Looking at other well-owned high yielding stocks on the ASX, it is tough to see NAB maintaining their dividend in the future.  In 2018, NAB paid a dividend of $1.98 on cash earnings of $2.02 per share, given NAB has just taken on a new CEO and need to build their capital position by retaining earnings, we would be very surprised if the bank does not cut their dividend later on in 2019.

Maintaining asset quality for property trusts

When assessing the quality and sustainability of the distribution of a property trust you have to look at the percentage of the distribution covered by earnings less the costs of maintaining the quality of the trust’s assets such as replacing lifts, escalators and indeed incentive payments necessary to retain tenants.  Before the GFC a large number of property trusts were paying out virtually all of the rental income they collected and were not retaining sufficient funds to cover maintain the quality of their assets.  Trusts with higher distributions saw their share prices re-rated higher.  In the short term these capital improvements were covered by borrowing money and issuing new equity, but eventually these high distributions proved to be unsustainable and were cut.

Franked dividends = tax payments

Franked dividends have a tax credit attached to them which represents the amount of tax the company has already paid on behalf of their shareholders for the profit they have earned in any given year. While companies can make a range of aggressive accounting choices that can boost their earnings per share (and dividend per share), a company is extremely unlikely to maximise the tax that they pay to the government.
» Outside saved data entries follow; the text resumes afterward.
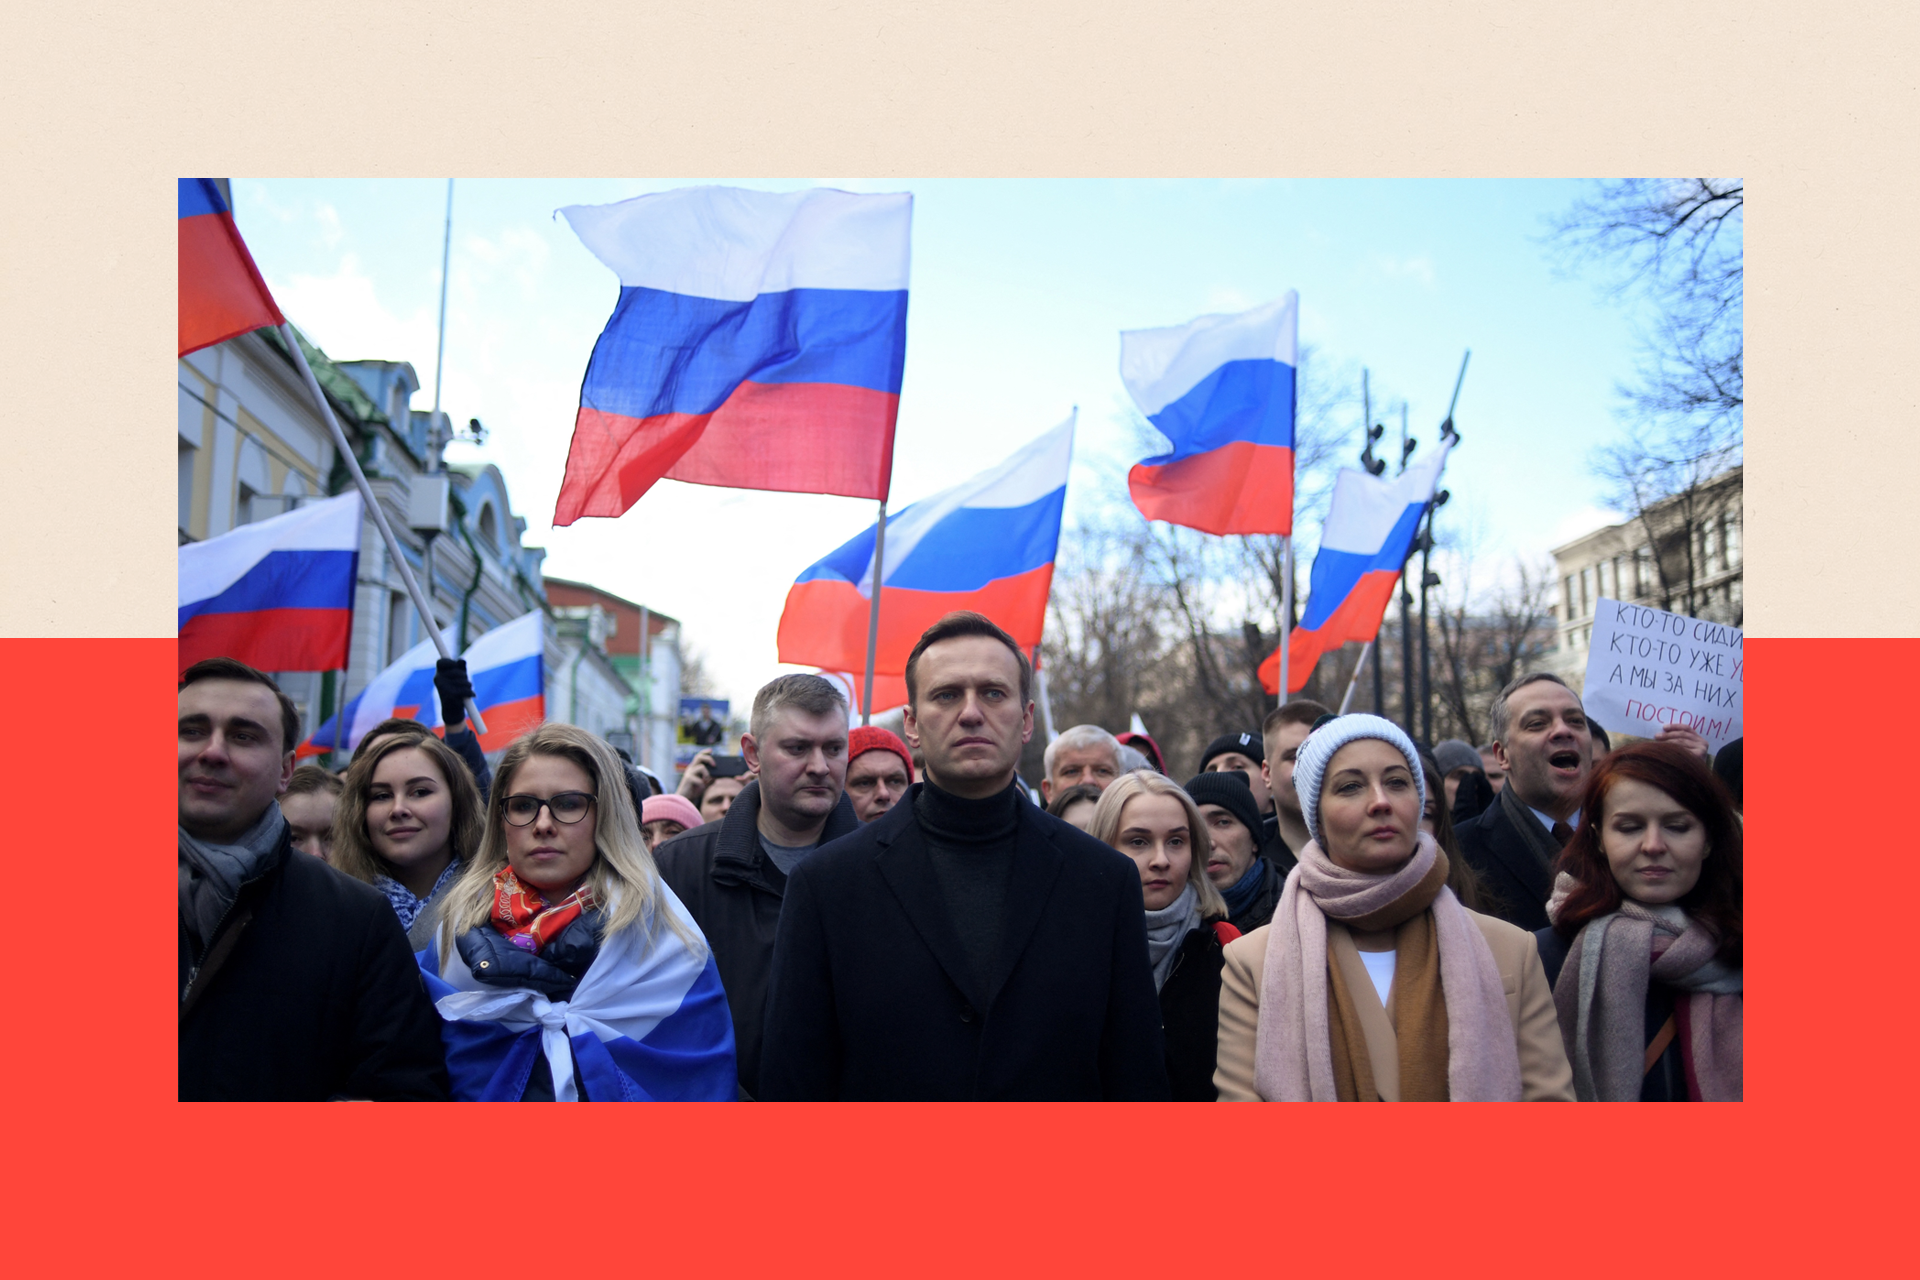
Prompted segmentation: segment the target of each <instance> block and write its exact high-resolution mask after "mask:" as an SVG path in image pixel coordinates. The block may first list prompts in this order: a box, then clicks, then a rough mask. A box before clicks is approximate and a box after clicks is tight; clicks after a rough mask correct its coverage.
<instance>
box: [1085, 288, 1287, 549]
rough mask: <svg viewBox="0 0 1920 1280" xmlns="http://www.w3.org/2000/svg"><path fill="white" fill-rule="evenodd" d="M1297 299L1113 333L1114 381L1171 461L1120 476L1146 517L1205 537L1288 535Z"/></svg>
mask: <svg viewBox="0 0 1920 1280" xmlns="http://www.w3.org/2000/svg"><path fill="white" fill-rule="evenodd" d="M1298 363H1300V296H1298V294H1296V292H1292V290H1288V292H1286V296H1284V297H1281V299H1279V301H1271V303H1267V305H1265V307H1256V309H1254V311H1244V313H1240V315H1204V317H1200V319H1198V320H1192V322H1188V324H1179V326H1175V328H1137V330H1129V332H1123V334H1121V336H1119V378H1121V382H1125V384H1127V393H1129V395H1133V401H1135V403H1137V405H1139V407H1140V413H1144V415H1146V420H1148V422H1152V424H1154V426H1156V428H1158V430H1160V434H1162V436H1165V438H1167V439H1169V441H1171V443H1173V451H1171V453H1162V455H1160V457H1152V459H1146V461H1144V462H1140V464H1139V466H1135V468H1133V470H1131V472H1129V474H1127V487H1129V489H1131V491H1133V505H1135V507H1139V509H1140V514H1142V516H1146V518H1148V520H1165V522H1167V524H1183V526H1187V528H1190V530H1200V532H1204V533H1292V532H1294V367H1296V365H1298Z"/></svg>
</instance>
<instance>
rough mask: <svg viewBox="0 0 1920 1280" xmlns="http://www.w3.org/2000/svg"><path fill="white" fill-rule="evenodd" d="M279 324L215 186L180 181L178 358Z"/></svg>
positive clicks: (280, 319)
mask: <svg viewBox="0 0 1920 1280" xmlns="http://www.w3.org/2000/svg"><path fill="white" fill-rule="evenodd" d="M284 322H286V317H282V315H280V309H278V307H276V305H273V294H269V292H267V282H265V280H261V278H259V269H257V267H253V255H252V253H248V251H246V242H244V240H240V228H238V226H234V213H232V209H230V207H228V205H227V198H225V196H221V188H219V184H217V182H215V180H213V178H180V355H186V353H188V351H198V349H200V347H211V345H213V344H215V342H227V340H228V338H234V336H238V334H244V332H248V330H253V328H261V326H265V324H284ZM278 670H282V672H286V670H294V668H278Z"/></svg>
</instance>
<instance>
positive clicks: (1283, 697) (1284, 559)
mask: <svg viewBox="0 0 1920 1280" xmlns="http://www.w3.org/2000/svg"><path fill="white" fill-rule="evenodd" d="M1298 420H1300V378H1294V380H1292V384H1290V388H1288V393H1286V432H1288V438H1292V430H1294V424H1298ZM1286 457H1288V459H1292V451H1288V455H1286ZM1286 470H1288V476H1286V530H1288V532H1286V537H1283V539H1281V697H1279V700H1277V702H1275V706H1286V658H1288V656H1290V654H1288V652H1286V651H1288V649H1292V637H1294V535H1292V528H1294V478H1292V462H1290V461H1288V464H1286Z"/></svg>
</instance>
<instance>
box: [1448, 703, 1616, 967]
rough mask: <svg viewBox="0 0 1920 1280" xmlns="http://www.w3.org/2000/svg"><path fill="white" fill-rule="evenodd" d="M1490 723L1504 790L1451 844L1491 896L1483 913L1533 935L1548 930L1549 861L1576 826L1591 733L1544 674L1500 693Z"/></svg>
mask: <svg viewBox="0 0 1920 1280" xmlns="http://www.w3.org/2000/svg"><path fill="white" fill-rule="evenodd" d="M1492 720H1494V754H1496V758H1498V762H1500V768H1503V770H1505V771H1507V785H1505V787H1501V789H1500V794H1498V796H1494V802H1492V804H1490V806H1488V808H1486V810H1484V812H1482V814H1480V816H1478V818H1475V819H1473V821H1469V823H1463V825H1459V827H1453V839H1457V841H1459V850H1461V854H1463V856H1465V858H1467V864H1469V865H1473V869H1475V871H1478V873H1480V887H1482V889H1484V890H1486V892H1488V894H1490V898H1492V900H1488V902H1482V910H1484V912H1486V913H1488V915H1498V917H1500V919H1505V921H1509V923H1513V925H1519V927H1521V929H1526V931H1528V933H1532V931H1536V929H1546V927H1548V898H1549V896H1551V894H1553V862H1555V860H1557V858H1559V852H1561V848H1563V846H1565V844H1567V841H1571V839H1572V833H1574V829H1576V827H1578V823H1580V796H1582V794H1584V793H1586V779H1588V777H1590V775H1592V771H1594V733H1592V729H1590V727H1588V722H1586V710H1584V708H1582V706H1580V697H1578V695H1576V693H1574V691H1572V689H1569V687H1567V685H1565V683H1563V681H1561V679H1559V677H1557V676H1548V674H1546V672H1532V674H1528V676H1521V677H1519V679H1515V681H1513V683H1511V685H1507V687H1505V689H1501V691H1500V697H1498V699H1494V716H1492Z"/></svg>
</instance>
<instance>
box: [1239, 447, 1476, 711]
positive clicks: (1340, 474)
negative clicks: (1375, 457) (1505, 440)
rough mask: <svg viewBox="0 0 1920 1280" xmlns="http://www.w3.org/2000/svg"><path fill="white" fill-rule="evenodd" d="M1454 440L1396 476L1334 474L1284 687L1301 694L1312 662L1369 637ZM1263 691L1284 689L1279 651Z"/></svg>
mask: <svg viewBox="0 0 1920 1280" xmlns="http://www.w3.org/2000/svg"><path fill="white" fill-rule="evenodd" d="M1450 447H1452V445H1450V443H1448V445H1442V447H1440V449H1438V451H1436V453H1434V455H1432V457H1430V459H1427V461H1425V462H1419V464H1415V466H1409V468H1407V470H1405V472H1402V474H1400V476H1398V478H1396V480H1380V478H1377V476H1369V474H1365V472H1359V470H1352V468H1346V470H1342V472H1340V474H1338V478H1334V486H1332V509H1331V510H1329V512H1327V528H1325V530H1323V532H1321V549H1319V555H1315V557H1313V576H1311V583H1309V587H1308V612H1306V616H1304V618H1300V626H1296V628H1294V633H1292V641H1290V647H1288V660H1286V685H1288V689H1286V693H1300V689H1304V687H1306V683H1308V676H1311V674H1313V664H1315V662H1317V660H1319V656H1321V654H1323V652H1332V651H1334V649H1338V647H1340V645H1344V643H1346V641H1371V639H1375V637H1377V635H1379V631H1380V618H1384V616H1386V606H1388V604H1390V603H1392V599H1394V583H1398V581H1400V568H1402V566H1404V564H1405V560H1407V553H1409V551H1411V549H1413V537H1415V535H1417V533H1419V528H1421V514H1423V512H1425V510H1427V503H1428V499H1432V495H1434V486H1436V484H1440V468H1442V466H1446V455H1448V449H1450ZM1260 683H1261V687H1263V689H1265V691H1267V693H1279V689H1281V651H1279V649H1275V651H1273V652H1271V654H1267V660H1265V662H1261V664H1260Z"/></svg>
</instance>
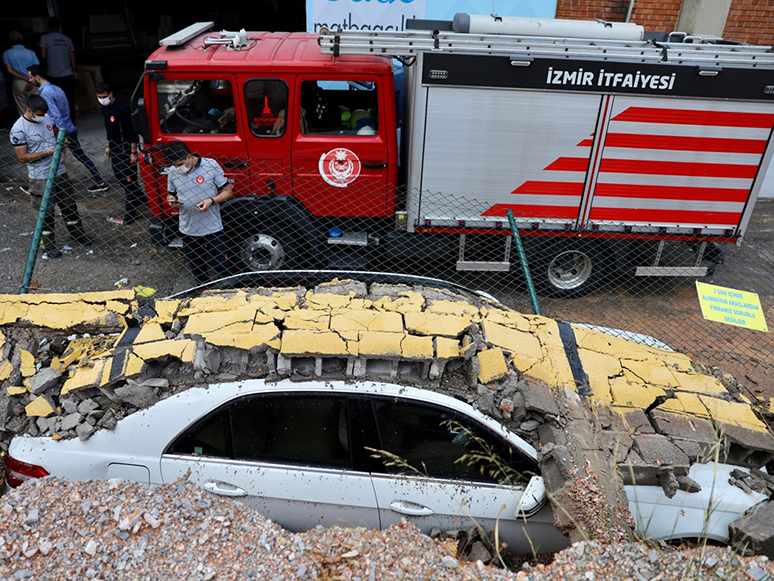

Firms that pay franked dividends have significantly more persistent earnings than firms that pay unfranked dividends, as it indicates that a company is building up tax credits by generating taxable earnings in Australia.

A great example of the role that franking plays in indicating the sustainability of a dividend occurred in 2014 where steel company Arrium paid unfranked dividends in 2013 and 2014. Despite paying dividends and reassuring the market as to the company’s future, Arrium conducted a massive capital raising in late 2014 to shore up a shaky balance sheet and ultimately went into administration in 2016 with debts of $4 billion. Here the lack of franking could be viewed as an indicator that the quality and sustainability of the company’s dividends was not high. However, this measure is not useful for companies such as CSL and Amcor who generate large proportions of their profits outside Australia are unable to pay fully franked earnings.

Our View

When constructing a portfolio designed to deliver income above the meagre returns being offered by term deposits, Atlas see that it is not enough simply to pick high yielding securities. In selecting yield stocks investors should make a detailed assessment of the ability of a company to continue paying and growing distributions ahead of inflation.

Demographic change will see more investors are moving from the accumulation to the retirement phase, which will increase demand for equity fund managers to deliver income to investors. This could be very interesting as in the fund’s management world, the vast majority of the focus is on growing capital by buying stocks that the fund manager believes will rise dramatically. This growth approach typically results in swings in the value of portfolios and minimal dividends. Alternatively an “income approach” to investing involves thinking about how an investor’s capital can be deployed to deliver ongoing income necessary to fund a comfortable retirement.